石見小笠原氏は清和源氏で阿波小笠原長房の子、小笠原長親が石見国邑智郡村之郷を賜ったことに始まる。長親は七尾城主益田兼時の娘を迎え川本周辺の地を譲られている。
小笠原氏が当初居城としたのは赤城とされ、その後に温湯城が築かれて本城とし、赤城は出城となった。一説に赤城は三代代小笠原長胤、温湯城は四代小笠原長氏の頃と云われている。
建武2年(1335年)足利尊氏が反旗を翻すと、小笠原氏は七尾城主益田兼見とともに北朝方として戦った。

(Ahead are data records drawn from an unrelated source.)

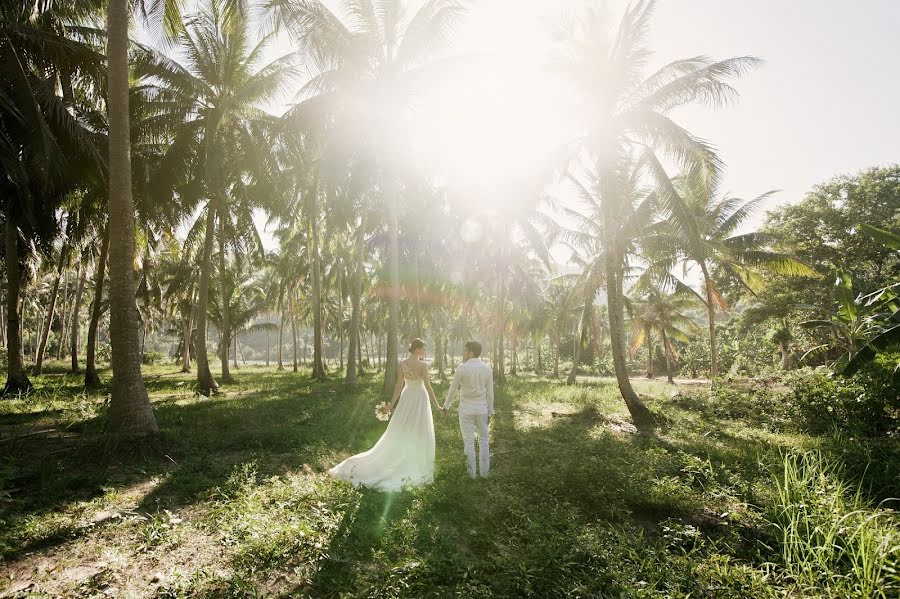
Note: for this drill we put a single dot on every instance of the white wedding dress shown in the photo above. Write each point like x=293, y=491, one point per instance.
x=404, y=455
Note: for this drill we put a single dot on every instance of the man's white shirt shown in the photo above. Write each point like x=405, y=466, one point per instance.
x=474, y=380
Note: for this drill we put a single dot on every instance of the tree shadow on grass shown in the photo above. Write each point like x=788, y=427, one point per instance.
x=283, y=426
x=549, y=484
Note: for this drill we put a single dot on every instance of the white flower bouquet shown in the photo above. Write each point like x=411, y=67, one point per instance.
x=383, y=411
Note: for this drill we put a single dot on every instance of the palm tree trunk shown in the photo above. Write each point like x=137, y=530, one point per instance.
x=359, y=363
x=35, y=338
x=206, y=384
x=393, y=328
x=579, y=341
x=294, y=330
x=667, y=348
x=91, y=378
x=420, y=327
x=186, y=341
x=711, y=311
x=51, y=312
x=281, y=340
x=640, y=415
x=267, y=341
x=514, y=342
x=225, y=333
x=354, y=360
x=597, y=340
x=556, y=350
x=785, y=346
x=64, y=315
x=129, y=407
x=500, y=371
x=16, y=378
x=76, y=318
x=318, y=366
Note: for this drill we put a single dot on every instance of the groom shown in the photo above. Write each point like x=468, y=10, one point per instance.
x=474, y=381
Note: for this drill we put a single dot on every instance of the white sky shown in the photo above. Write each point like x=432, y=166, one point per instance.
x=825, y=103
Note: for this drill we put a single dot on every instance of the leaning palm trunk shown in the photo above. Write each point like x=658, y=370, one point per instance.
x=294, y=330
x=500, y=371
x=556, y=350
x=269, y=315
x=51, y=312
x=711, y=312
x=64, y=316
x=391, y=365
x=186, y=341
x=281, y=341
x=225, y=333
x=129, y=408
x=354, y=362
x=642, y=417
x=76, y=318
x=579, y=341
x=318, y=367
x=16, y=378
x=91, y=378
x=420, y=328
x=205, y=381
x=597, y=340
x=670, y=353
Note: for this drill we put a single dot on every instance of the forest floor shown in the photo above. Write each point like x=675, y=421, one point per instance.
x=234, y=501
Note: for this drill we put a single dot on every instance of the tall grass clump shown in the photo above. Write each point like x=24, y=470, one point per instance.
x=832, y=541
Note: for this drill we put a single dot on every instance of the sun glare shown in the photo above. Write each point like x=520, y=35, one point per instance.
x=492, y=120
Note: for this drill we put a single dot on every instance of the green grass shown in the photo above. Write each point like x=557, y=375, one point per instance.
x=234, y=500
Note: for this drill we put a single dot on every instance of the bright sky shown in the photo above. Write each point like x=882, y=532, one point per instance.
x=824, y=103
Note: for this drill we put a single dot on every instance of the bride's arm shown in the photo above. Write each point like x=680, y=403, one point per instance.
x=431, y=394
x=397, y=388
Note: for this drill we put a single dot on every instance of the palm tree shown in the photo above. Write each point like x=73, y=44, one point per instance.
x=369, y=64
x=215, y=96
x=45, y=148
x=627, y=114
x=616, y=215
x=709, y=240
x=655, y=310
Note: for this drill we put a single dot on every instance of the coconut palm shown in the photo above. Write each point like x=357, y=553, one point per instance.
x=708, y=238
x=215, y=95
x=369, y=62
x=654, y=310
x=626, y=113
x=46, y=150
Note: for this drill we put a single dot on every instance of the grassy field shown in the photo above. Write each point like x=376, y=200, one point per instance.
x=234, y=500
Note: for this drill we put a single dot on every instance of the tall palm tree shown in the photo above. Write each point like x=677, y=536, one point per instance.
x=710, y=240
x=215, y=95
x=664, y=313
x=626, y=113
x=616, y=215
x=369, y=62
x=46, y=151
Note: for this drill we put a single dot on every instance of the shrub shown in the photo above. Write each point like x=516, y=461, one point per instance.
x=830, y=540
x=867, y=403
x=153, y=357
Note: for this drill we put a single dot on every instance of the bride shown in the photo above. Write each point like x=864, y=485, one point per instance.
x=404, y=455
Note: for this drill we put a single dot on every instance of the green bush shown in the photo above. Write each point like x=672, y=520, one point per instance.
x=830, y=539
x=153, y=357
x=868, y=403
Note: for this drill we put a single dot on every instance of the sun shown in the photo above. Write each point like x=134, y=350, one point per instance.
x=494, y=117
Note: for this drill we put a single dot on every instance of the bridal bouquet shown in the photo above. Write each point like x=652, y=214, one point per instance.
x=383, y=411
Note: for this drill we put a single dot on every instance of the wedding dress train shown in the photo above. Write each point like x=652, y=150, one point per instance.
x=404, y=455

永禄元年(1558年)吉川元春によって攻められると、小笠原長雄は温湯城に籠城し尼子の援軍を待ったが、尼子の援軍が江の川を渡れず引き上げたこともあり、翌永禄2年(1559年)に開城・降伏した。 毛利氏は小笠原氏の所領を江の川の北側へと替え、温湯城のある辺りは吉川領となり替え地として伊田・羽住(波積)を与えた。
小笠原長雄は温湯城を追われると弥山城を居城としたが、天正10年(1582年)に丸山城を築き居城とした。
小笠原氏の菩提寺は湯谷にある長江寺(写真は丸山城を参照)であるが、これは元々川本町内にあったもので、江の川以北に移ったときに菩提寺も移されたという。「漠頭玉枕」という秘宝があり、これは小笠原長隆が室町将軍足利氏から拝領したものと伝えられている。